Informatics Group, Harvard University, Cambridge, MA, 02138, USA.
BMC Bioinformatics. 2020 Apr 19;21(1):149. doi: 10.1186/s12859-020-3484-z.
Typical experimental design advice for expression analyses using RNA-seq generally assumes that single-end reads provide robust gene-level expression estimates in a cost-effective manner, and that the additional benefits obtained from paired-end sequencing are not worth the additional cost. However, in many cases (e.g., with Illumina NextSeq and NovaSeq instruments), shorter paired-end reads and longer single-end reads can be generated for the same cost, and it is not obvious which strategy should be preferred. Using publicly available data, we test whether short-paired end reads can achieve more robust expression estimates and differential expression results than single-end reads of approximately the same total number of sequenced bases.
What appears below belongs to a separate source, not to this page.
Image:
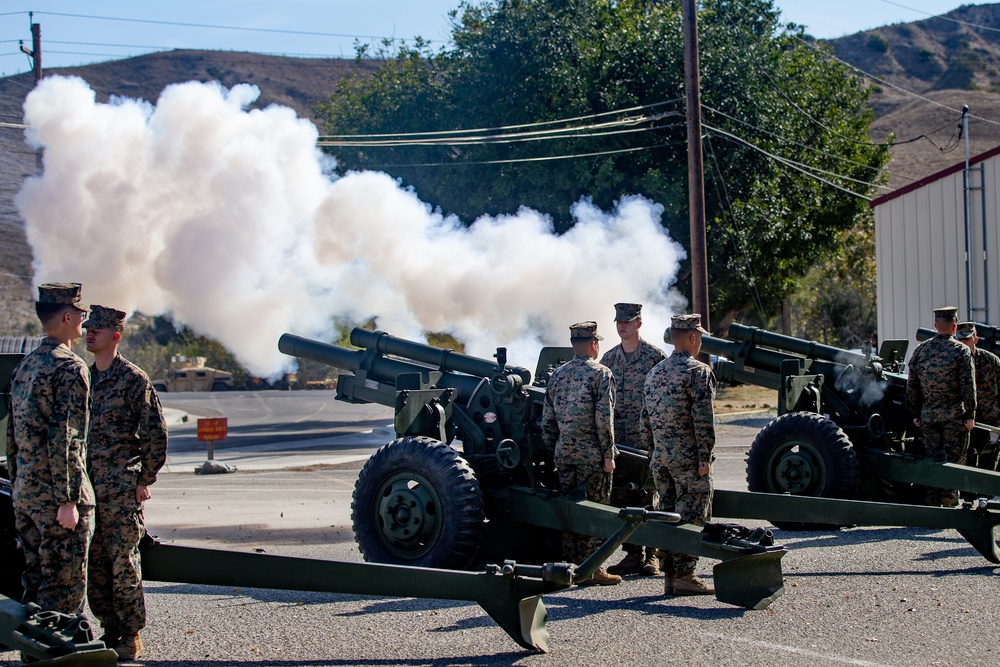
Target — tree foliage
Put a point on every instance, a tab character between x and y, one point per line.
525	62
At both the transcript and gene levels, 2 × 40 paired-end reads unequivocally provide expression estimates that are more highly correlated with 2 × 125 than 1 × 75 reads; in nearly all cases, those correlations are also greater than for 1 × 125, despite the greater total number of sequenced bases for the latter. Across an array of metrics, differential expression tests based upon 2 × 40 consistently outperform those using 1 × 75.
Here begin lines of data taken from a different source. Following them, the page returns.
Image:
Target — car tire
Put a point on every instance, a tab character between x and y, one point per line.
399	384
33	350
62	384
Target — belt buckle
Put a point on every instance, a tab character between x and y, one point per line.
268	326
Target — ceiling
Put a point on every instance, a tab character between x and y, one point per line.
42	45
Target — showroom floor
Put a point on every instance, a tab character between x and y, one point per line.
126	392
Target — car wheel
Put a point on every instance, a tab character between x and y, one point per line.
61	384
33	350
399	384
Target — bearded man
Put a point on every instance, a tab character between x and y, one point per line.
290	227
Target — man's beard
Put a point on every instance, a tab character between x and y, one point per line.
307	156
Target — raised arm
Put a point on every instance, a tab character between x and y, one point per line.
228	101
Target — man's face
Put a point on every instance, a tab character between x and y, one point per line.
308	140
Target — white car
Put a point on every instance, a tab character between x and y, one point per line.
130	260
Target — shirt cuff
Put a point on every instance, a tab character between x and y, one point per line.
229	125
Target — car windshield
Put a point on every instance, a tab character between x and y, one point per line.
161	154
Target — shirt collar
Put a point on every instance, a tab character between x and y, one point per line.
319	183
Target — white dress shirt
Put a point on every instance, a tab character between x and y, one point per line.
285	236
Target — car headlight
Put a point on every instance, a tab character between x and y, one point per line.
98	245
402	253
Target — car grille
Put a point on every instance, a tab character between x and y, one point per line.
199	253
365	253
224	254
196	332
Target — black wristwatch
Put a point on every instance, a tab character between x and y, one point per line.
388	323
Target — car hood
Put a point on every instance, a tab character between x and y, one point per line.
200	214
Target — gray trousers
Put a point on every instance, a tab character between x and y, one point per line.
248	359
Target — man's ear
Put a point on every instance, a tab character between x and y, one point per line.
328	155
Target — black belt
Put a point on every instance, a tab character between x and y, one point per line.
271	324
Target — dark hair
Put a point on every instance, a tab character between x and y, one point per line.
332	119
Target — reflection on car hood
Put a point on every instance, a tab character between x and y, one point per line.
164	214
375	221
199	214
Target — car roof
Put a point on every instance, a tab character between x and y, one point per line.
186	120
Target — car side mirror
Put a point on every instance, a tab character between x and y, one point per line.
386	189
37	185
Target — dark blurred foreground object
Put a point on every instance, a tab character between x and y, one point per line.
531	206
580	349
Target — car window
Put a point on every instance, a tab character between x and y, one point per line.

Researchers seeking a cost-effective approach for gene-level expression analysis should prefer short paired-end reads over a longer single-end strategy. Short paired-end reads will also give reasonably robust expression estimates and differential expression results at the isoform level.
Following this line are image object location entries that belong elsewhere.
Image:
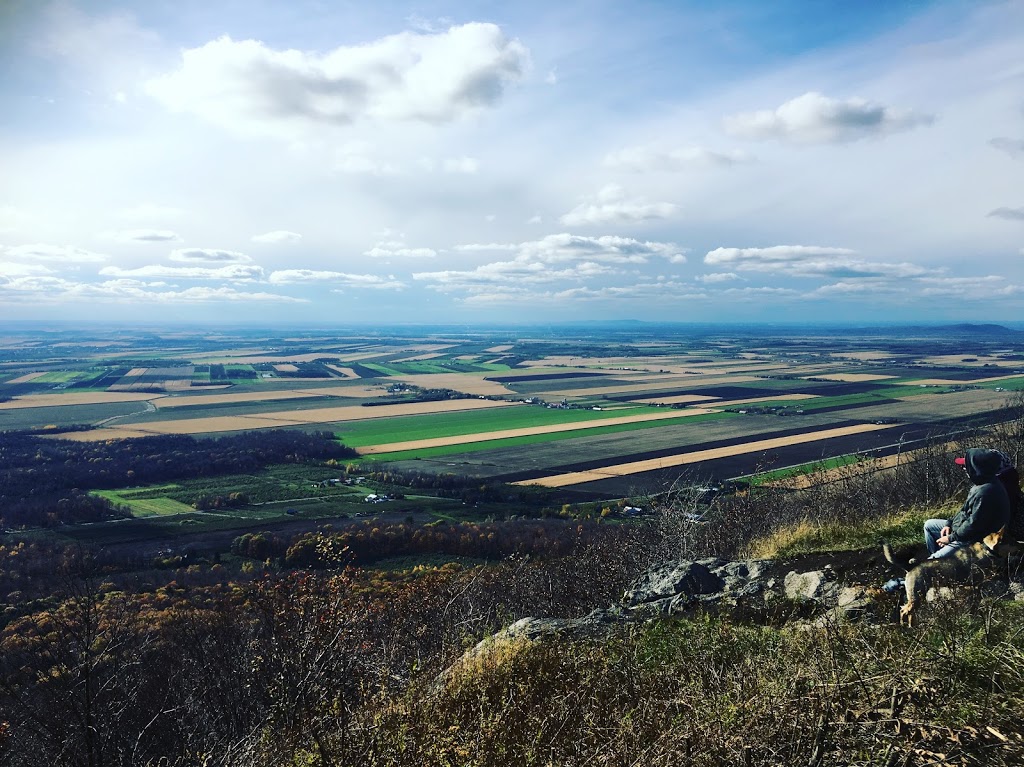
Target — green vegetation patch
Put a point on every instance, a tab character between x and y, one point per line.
453	450
406	428
810	537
使用 RNA-seq 进行表达分析的典型实验设计建议通常假设单端读取以具有成本效益的方式提供稳健的基因水平表达估计,并且从配对末端测序获得的额外益处不值得额外的成本。然而,在许多情况下(例如,使用 Illumina NextSeq 和 NovaSeq 仪器),可以以相同的成本生成较短的配对末端读取和较长的单末端读取,并且不清楚应该优先考虑哪种策略。使用公开可用的数据,我们测试了短配对末端读取是否可以比大约相同数量的测序碱基的单末端读取实现更稳健的表达估计和差异表达结果。
在转录本和基因水平上,2×40 配对末端读取明确提供了与 2×125 比 1×75 更相关的表达估计;在几乎所有情况下,这些相关性也大于 1×125,尽管后者的总测序碱基数更多。在一系列指标中,基于 2×40 的差异表达测试始终优于基于 1×75 的测试。
寻求具有成本效益的基因水平表达分析方法的研究人员应优先选择短的配对末端读取,而不是更长的单末端策略。短配对末端读取也将在异构体水平上提供相当稳健的表达估计和差异表达结果。